Inutile de revenir ici sur les tendances libidinales et les liens sociaux qui sont impliqués dans ce processus. Cependant, nous pouvons considérer cette manière d’intérioriser l’influence externe des autorités éducatives comme le modèle de la formation d’une nouvelle habitude ou d’un nouvel instinct. Sur ce point, le problème de la formation de l’instinct a des rapports étroits avec celui de la formation des impressions mnésiques durables dans le psychisme et dans la matière organique en général; peut-être y a-t-il avantage à expliquer la formation du souvenir à l’aide de la théorie des instincts que d’exprimer cette dernière en termes irréductibles de « Mnemen ».
La psychanalyse se propose de ramener sous la domination du Moi certaines composantes du Ça qui sont devenues inconscientes et automatiques, et le Moi, du fait de ses étroites relations avec toutes les forces du réel, peut frayer la voie à une nouvelle orientation, plus conforme au principe de réalité. La liaison entre la conscience et le Ça inconscient se fait dans l’analyse « par l’entremise de chaînons intermédiaires préconscients » (Freud). Toutefois, cela n’est possible qu’en ce qui concerne le matériel inconscient de représentations; les impulsions internes inconscientes qui «se comportent comme le refoulé », c’est-à-dire ne parviennent à la conscience ni sous la forme d’émotions ni sous celle de sentiments, ces impulsions ne peuvent pour leur part parvenir à la conscience par l’entremise de ces chaînons intermédiaires préconscients.
Par exemple, les sensations internes et inconscientes de déplaisir peuvent « développer des forces motrices sans que le Moi s’aperçoive de la contrainte qu’il subit.
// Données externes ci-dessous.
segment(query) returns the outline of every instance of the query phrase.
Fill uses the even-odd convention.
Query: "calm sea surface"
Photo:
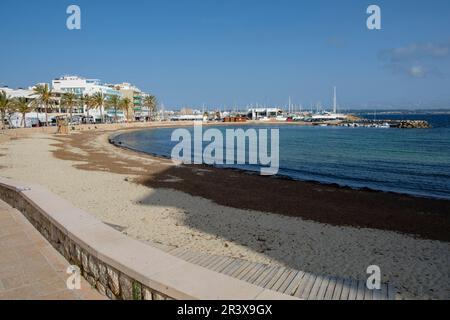
[[[373,119],[373,115],[367,118]],[[243,126],[243,129],[280,130],[280,175],[450,199],[450,115],[378,115],[377,119],[427,120],[433,129],[283,125]],[[218,127],[223,132],[227,128]],[[173,130],[135,131],[121,134],[115,140],[130,149],[169,157],[177,144],[170,141]],[[250,165],[235,167],[259,170]]]

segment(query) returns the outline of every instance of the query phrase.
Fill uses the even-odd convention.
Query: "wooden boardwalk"
[[[184,248],[167,249],[168,253],[204,268],[305,300],[395,300],[392,285],[369,290],[364,280],[342,279],[303,272],[281,266],[208,255]]]

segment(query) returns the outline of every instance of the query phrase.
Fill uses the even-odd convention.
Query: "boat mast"
[[[333,113],[334,113],[334,114],[337,114],[337,95],[336,95],[336,87],[334,87]]]

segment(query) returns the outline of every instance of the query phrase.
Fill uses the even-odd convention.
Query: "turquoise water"
[[[434,128],[257,125],[243,129],[280,130],[280,175],[353,188],[450,199],[450,116],[417,117],[428,120]],[[221,131],[227,128],[218,127]],[[172,131],[168,128],[142,130],[119,135],[114,140],[137,151],[170,157],[176,144],[170,141]],[[259,170],[258,166],[251,165],[234,167]]]

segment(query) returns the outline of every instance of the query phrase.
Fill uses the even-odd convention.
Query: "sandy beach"
[[[118,127],[50,129],[0,133],[0,176],[43,185],[150,244],[359,279],[378,265],[404,298],[450,298],[449,201],[177,167],[111,145]],[[258,188],[278,196],[246,200]],[[295,190],[301,204],[289,200]]]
Seule la résistance à cette contrainte, un obstacle à la réaction de décharge peuvent faire accéder ce « quelque chose » à la conscience sous forme de déplaisir ». Considérée sous cet angle, notre « activité » dans la technique analytique, qui justement, en faisant obstacle aux réactions de décharge (abstinence, privation, interdiction d’activités agréables, imposition d’activités désagréables), accroît les tensions liées aux besoins internes et porte ainsi à la conscience le déplaisir jusque-là inconscient, notre activité apparaît donc comme un complément nécessaire de la technique purement passive des associations, qui part de la surface psychique donnée et cherche l’investissement préconscient du matériel de représentations inconscientes.
On pourrait appeler cette dernière « analyse par le haut » pour la distinguer de la première que je voudrais nommer « analyse par le bas». La lutte contre les « habitudes », en particulier contre les modes larvés et inconscients de décharge libidinale qui passent généralement inaperçus, constitue un des moyens les plus efficaces d’accroître les tensions internes.